Storytime: Don’t Ask.

January 25th, 2023

Once upon a time

(don’t ask about the time)

In a far-away land

(don’t ask about how far, or where)

Lived a good and noble prince

(don’t ask about whose standards of good and noble)

The prince was handsome and brave and strong, but he was lonely.  So one day he took up his sword and went adventuring, to find himself a lady wife. 

(don’t ask who was administrating his lands while he was away)

He rode his big beautiful horse down many dark and dangerous roads,

(don’t ask why the roads of his lands were dark and dangerous)

Fought many desperate brigands,

(don’t ask why they were desperate)

And slew many foul monsters,

(don’t ask who decides what a monster is)

But he was unable to find his lady love.

(don’t ask why none of the women he knew were ladies or what exactly a ‘lady’ is)

***

One day the prince was stood by a clear stream, tending to his horse, when he heard a voice raised in grief just above the rushing of the water.  He followed the sounds and came to an old, old, old woman, sat beside the river-crossing. 
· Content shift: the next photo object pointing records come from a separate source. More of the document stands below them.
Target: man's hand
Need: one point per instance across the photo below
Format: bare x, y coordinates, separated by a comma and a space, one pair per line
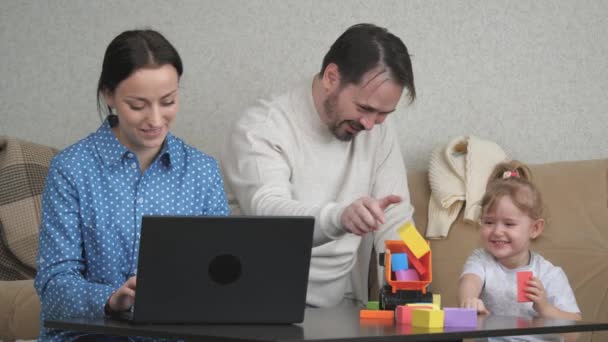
474, 303
124, 297
366, 214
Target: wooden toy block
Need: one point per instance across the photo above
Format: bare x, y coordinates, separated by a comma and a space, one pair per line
407, 275
522, 278
377, 314
437, 299
414, 241
399, 262
373, 305
427, 318
460, 317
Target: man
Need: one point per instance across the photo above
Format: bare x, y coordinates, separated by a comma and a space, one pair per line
312, 151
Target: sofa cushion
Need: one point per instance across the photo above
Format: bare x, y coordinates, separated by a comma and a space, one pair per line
23, 170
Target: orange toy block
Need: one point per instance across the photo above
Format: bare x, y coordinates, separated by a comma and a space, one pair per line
377, 314
414, 241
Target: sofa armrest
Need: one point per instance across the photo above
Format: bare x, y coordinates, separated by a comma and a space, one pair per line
19, 310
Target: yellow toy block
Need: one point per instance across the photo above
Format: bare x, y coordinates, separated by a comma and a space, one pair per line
428, 306
427, 318
414, 241
437, 300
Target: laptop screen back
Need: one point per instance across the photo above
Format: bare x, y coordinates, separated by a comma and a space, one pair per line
230, 269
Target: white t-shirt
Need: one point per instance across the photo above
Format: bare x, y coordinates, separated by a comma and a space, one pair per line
499, 292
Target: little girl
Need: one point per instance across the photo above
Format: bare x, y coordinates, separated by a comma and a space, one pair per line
511, 217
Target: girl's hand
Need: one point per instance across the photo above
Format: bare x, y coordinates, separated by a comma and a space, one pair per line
124, 297
474, 303
535, 291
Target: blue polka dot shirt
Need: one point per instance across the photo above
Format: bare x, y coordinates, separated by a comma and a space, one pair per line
92, 208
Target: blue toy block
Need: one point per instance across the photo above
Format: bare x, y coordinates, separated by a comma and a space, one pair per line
399, 262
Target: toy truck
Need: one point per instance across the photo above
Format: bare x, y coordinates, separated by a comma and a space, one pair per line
398, 292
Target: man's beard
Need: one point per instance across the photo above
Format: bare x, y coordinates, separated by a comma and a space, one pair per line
337, 129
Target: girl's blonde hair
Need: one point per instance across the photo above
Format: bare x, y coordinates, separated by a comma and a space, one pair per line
513, 179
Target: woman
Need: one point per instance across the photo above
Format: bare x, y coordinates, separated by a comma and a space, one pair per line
98, 189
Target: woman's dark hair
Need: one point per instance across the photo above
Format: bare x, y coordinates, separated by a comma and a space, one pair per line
129, 52
364, 46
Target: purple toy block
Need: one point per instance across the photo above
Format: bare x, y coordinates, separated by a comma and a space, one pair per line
399, 262
460, 317
407, 275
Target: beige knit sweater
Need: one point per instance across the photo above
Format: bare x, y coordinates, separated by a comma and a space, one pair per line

“Oh my husband,” she sobbed.  “My poor husband!”
“What troubles you, old woman?” asked the prince. 

“He is sick, so sick,” wept the old woman.  “Old and frail and tired, and we are alone and he grew ill.  Now he needs the flower from the farthest hill to grow well again, but the river is too strong and deep for my old bones to cross.”

(don’t ask how the old man’s life wore him so old and frail or why there was nobody young able or willing to help them). 

“I will do this for you,” said the prince bravely.  And he forded the stream on his horse, strong as it was, and set off through the wilder woods, towards the farthest hill. 

(don’t ask how much hard bravery is when you are young and strong and well-fed and armed and armoured and have never been told no in your life)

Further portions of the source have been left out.